Abstract

Free from borders and limits, languageless places are imagined in the Western tradition either as sub-human, nightmarish spaces of chaos or divine points of origin and destination. A good example of this phenomenon appears in the works of Hesiod, who will allow me to set up the relationship between cannibalism and poetic language. Recall that, in Hesiod’s Theogony, poetic language is itself presented as the medium through which the languageless past and future may be represented and ordered.
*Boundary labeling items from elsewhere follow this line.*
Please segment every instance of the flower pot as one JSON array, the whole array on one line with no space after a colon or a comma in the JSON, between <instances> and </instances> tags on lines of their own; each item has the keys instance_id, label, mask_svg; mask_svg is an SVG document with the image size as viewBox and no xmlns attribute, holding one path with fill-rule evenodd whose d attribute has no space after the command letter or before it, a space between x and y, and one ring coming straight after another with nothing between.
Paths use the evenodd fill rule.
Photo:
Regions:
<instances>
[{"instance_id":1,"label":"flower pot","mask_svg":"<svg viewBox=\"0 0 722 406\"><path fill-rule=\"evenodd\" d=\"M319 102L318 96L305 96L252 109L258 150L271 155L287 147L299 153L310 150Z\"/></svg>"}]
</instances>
Before they grant the gift of making poetry to shepherds, the muses call them “mere bellies”.1 But Hesiod tells what happened when the muses “breathed into me a divine voice to celebrate things that shall be and things that were aforetime.”2 It is through his transformation from a mere belly to a mortal with a divine voice that Hesiod captures the essence of the relationship between poetic language and the languageless place, whether it be the nearly divine Golden Age of the Works and Days or the hollow caves of the Theogony in which monstrous, hyper-animal creatures eat raw flesh. My paper explores the elemental passion for the languageless place in two distinct ways: 1) In the realm of representation, as an inherent feature of poetic language; and 2) Beyond the realm of representation, as an attribute of the psychopathological cannibal. By looking at the differences between represented and enacted desires for languagelessness, I hope to show how the figurative word, or what we might call poetic language, becomes the fragile marker of humanness. Poetic language in this sense comes to condense and reflect upon the central role that language in general plays in the psychical and intellectual fulfillment, as well as the social concord, of human beings.